Jangan Masuk ke Ruang Sipil

Aksi para tentara ini membuat Sekretaris Bantuan Hukum DPP FPI, Aziz Yanuar, terheran-heran. Ia mempertanyakan landasan hukum apa yang dipakai Dudung, seorang pejabat lembaga yang bertugas mengurusi pertahanan negara, untuk mencopot baliho FPI, yang merupakan ormas sipil.

“Ajakan revolusi akhlak, kok, pada blingsatan? Spanduk bukan iklan jualan, itu ajakan kebaikan. Masak diributin. Lucu,” katanya kepada reporter Tirto, Jumat.

Ia menduga TNI seenaknya menabrak aturan mencampuri ranah sipil karena “sudah terbiasa sewenang-wenang dan seenaknya.”

Pengamat militer dari Institute for Security and Strategic Studies (ISESS) Khairul Fahmi menilai tindakan Pangdam Jaya berkelindan dengan pernyataan Panglima TNI Marsekal Jadi Tjahjanto pada Sabtu (14/11/2020) lalu di Subden Denma Mabes TNI, Jalan Merdeka Barat, Jakarta Pusat. Ia menekankan kepada prajuritnya untuk menjaga stabilitas nasional dengan tidak membiarkan ruang bagi provokasi dan ambisi yang dibungkus politik identitas.

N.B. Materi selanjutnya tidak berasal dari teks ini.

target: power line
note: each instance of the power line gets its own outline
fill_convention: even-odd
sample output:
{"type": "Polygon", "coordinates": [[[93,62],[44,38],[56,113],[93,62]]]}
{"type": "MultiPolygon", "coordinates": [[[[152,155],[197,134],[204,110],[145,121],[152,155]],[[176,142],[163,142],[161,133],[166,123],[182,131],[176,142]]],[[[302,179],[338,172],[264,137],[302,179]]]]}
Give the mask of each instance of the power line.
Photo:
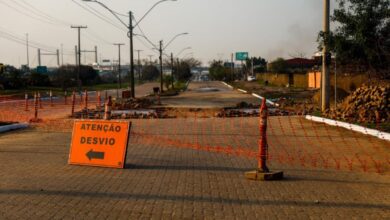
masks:
{"type": "Polygon", "coordinates": [[[124,29],[122,29],[121,27],[117,26],[116,24],[112,23],[110,20],[108,20],[108,19],[106,19],[106,18],[100,16],[99,14],[97,14],[97,13],[95,13],[94,11],[90,10],[89,8],[83,6],[82,4],[76,2],[75,0],[72,0],[72,2],[75,3],[76,5],[78,5],[79,7],[83,8],[83,9],[86,10],[87,12],[89,12],[89,13],[95,15],[95,16],[98,17],[99,19],[105,21],[106,23],[108,23],[108,24],[110,24],[110,25],[112,25],[112,26],[118,28],[118,29],[121,30],[121,31],[124,30],[124,29]]]}
{"type": "Polygon", "coordinates": [[[0,3],[3,4],[3,5],[5,5],[5,6],[7,6],[7,7],[9,7],[9,8],[11,8],[11,9],[13,9],[14,11],[16,11],[16,12],[18,12],[18,13],[24,15],[24,16],[30,17],[30,18],[32,18],[32,19],[34,19],[34,20],[38,20],[38,21],[41,21],[41,22],[44,22],[44,23],[47,23],[47,24],[50,24],[50,25],[56,25],[56,24],[54,24],[54,23],[52,23],[52,22],[43,20],[43,19],[41,19],[41,18],[39,18],[39,17],[34,17],[34,16],[32,16],[32,15],[26,14],[26,13],[20,11],[19,9],[17,9],[17,8],[15,8],[15,7],[13,7],[13,6],[11,6],[11,5],[9,5],[9,4],[7,4],[7,3],[1,1],[1,0],[0,0],[0,3]]]}

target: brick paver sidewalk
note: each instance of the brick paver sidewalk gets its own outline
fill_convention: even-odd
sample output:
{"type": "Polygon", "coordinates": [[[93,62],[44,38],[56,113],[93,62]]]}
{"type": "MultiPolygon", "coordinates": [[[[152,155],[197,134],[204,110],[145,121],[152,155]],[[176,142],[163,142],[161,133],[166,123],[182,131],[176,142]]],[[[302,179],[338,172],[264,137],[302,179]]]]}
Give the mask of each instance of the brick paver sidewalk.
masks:
{"type": "MultiPolygon", "coordinates": [[[[184,123],[176,123],[175,131],[184,123]]],[[[135,123],[134,131],[153,133],[146,130],[152,127],[135,123]]],[[[240,144],[230,141],[233,135],[215,141],[240,144]]],[[[255,167],[253,160],[137,137],[124,170],[70,166],[70,138],[70,132],[36,129],[0,135],[0,219],[390,218],[388,175],[274,164],[285,180],[253,182],[243,176],[255,167]]]]}

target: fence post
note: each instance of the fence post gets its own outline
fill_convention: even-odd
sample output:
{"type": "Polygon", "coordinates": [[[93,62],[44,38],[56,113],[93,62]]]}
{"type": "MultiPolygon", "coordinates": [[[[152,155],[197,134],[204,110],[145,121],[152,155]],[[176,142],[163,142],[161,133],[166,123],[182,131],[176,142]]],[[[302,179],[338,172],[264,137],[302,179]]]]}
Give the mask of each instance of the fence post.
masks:
{"type": "Polygon", "coordinates": [[[74,117],[74,105],[76,104],[76,92],[73,91],[73,94],[72,94],[72,117],[74,117]]]}
{"type": "Polygon", "coordinates": [[[260,139],[258,142],[257,170],[245,173],[245,177],[251,180],[280,180],[283,179],[283,172],[271,172],[267,167],[268,143],[267,143],[267,122],[268,107],[267,101],[263,98],[259,114],[260,139]]]}
{"type": "Polygon", "coordinates": [[[67,105],[68,104],[68,92],[67,91],[64,92],[64,98],[65,98],[65,105],[67,105]]]}
{"type": "Polygon", "coordinates": [[[39,108],[43,108],[42,107],[42,100],[41,100],[41,93],[38,92],[38,103],[39,103],[39,108]]]}
{"type": "Polygon", "coordinates": [[[257,169],[262,172],[269,172],[267,167],[267,153],[268,153],[268,143],[267,143],[267,120],[268,120],[268,108],[263,99],[263,103],[260,108],[260,139],[259,139],[259,155],[257,158],[257,169]]]}
{"type": "Polygon", "coordinates": [[[50,106],[53,107],[53,92],[50,90],[50,106]]]}
{"type": "Polygon", "coordinates": [[[25,99],[25,111],[28,111],[28,94],[26,93],[25,95],[24,95],[24,99],[25,99]]]}
{"type": "Polygon", "coordinates": [[[111,96],[109,96],[104,109],[104,120],[111,120],[111,109],[112,109],[112,100],[111,100],[111,96]]]}
{"type": "Polygon", "coordinates": [[[85,98],[84,98],[84,100],[85,100],[85,102],[84,102],[84,109],[86,111],[88,111],[88,91],[87,90],[85,90],[84,96],[85,96],[85,98]]]}
{"type": "Polygon", "coordinates": [[[38,121],[38,95],[34,94],[34,121],[38,121]]]}
{"type": "Polygon", "coordinates": [[[97,106],[96,106],[96,110],[100,111],[101,107],[102,107],[101,95],[100,95],[100,91],[98,91],[97,92],[97,106]]]}

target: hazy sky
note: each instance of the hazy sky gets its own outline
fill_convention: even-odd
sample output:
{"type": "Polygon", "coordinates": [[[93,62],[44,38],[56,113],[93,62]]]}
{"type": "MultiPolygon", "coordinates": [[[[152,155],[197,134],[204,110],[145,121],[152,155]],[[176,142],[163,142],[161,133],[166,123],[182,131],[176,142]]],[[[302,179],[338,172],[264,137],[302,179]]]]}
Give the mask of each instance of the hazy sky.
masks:
{"type": "MultiPolygon", "coordinates": [[[[332,8],[334,1],[331,0],[332,8]]],[[[127,14],[133,11],[139,19],[157,0],[101,0],[113,10],[127,14]]],[[[193,56],[207,64],[212,59],[230,59],[236,51],[266,59],[289,58],[304,53],[311,57],[317,50],[317,34],[322,28],[323,0],[177,0],[158,5],[140,24],[145,35],[156,45],[173,36],[177,38],[166,53],[193,56]]],[[[20,66],[26,61],[25,34],[29,34],[30,66],[36,66],[37,49],[55,51],[64,47],[64,63],[74,63],[77,31],[70,25],[86,25],[82,30],[82,50],[98,46],[99,59],[117,59],[113,43],[126,43],[122,62],[128,63],[126,29],[107,10],[96,3],[81,0],[0,0],[0,63],[20,66]],[[87,10],[98,14],[101,18],[87,10]],[[95,10],[95,11],[94,11],[95,10]],[[96,12],[97,11],[97,12],[96,12]],[[102,14],[102,15],[101,15],[102,14]],[[9,36],[11,34],[12,36],[9,36]],[[19,43],[7,38],[19,38],[19,43]],[[39,45],[37,45],[39,44],[39,45]]],[[[128,23],[128,18],[122,17],[128,23]]],[[[135,33],[140,33],[139,29],[135,33]]],[[[141,58],[158,57],[142,38],[135,38],[135,49],[143,50],[141,58]]],[[[135,54],[136,55],[136,54],[135,54]]],[[[137,57],[135,57],[136,59],[137,57]]],[[[86,54],[85,61],[93,62],[86,54]]],[[[149,58],[148,58],[149,59],[149,58]]],[[[84,56],[82,56],[84,63],[84,56]]],[[[55,66],[54,56],[43,56],[42,65],[55,66]]]]}

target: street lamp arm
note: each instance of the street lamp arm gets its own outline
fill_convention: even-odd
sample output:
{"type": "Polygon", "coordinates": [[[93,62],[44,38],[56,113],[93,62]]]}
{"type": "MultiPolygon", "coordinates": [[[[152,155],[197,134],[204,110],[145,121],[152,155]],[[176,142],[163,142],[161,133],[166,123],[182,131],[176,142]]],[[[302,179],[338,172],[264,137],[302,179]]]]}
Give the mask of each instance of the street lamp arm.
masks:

Masalahnya, tindakan tersebut berlebihan. Sama seperti Aziz Yanuar, Fahmi bilang tak semestinya TNI masuk ke ranah sipil. Semisal itu menjadi langkah preventif pun, ada instansi lain yang jelas berwenang. “Kalaupun unsur pertahanan dilibatkan, ya, Kementerian Pertahanan, bukan TNI,” Fahmi kepada reporter Tirto, Jumat. “Panglima harus diingatkan agar tak terlalu jauh ke ruang politik.”

Peneliti dari Komisi untuk Orang Hilang dan Korban Tindak Kekerasan (Kontras) Rivanlee Anandar khawatir tindakan TNI dalam menangani ormas ini akan menjadi pintu masuk untuk mengurusi segala hal berkenaan dengan sipil. Oleh karena itu, katanya kepada reporter Tirto, “negara harus memberikan demarkasi jelas dan mencegah TNI masuk kembali dalam ranah sipil-politik seperti era Orde Baru.”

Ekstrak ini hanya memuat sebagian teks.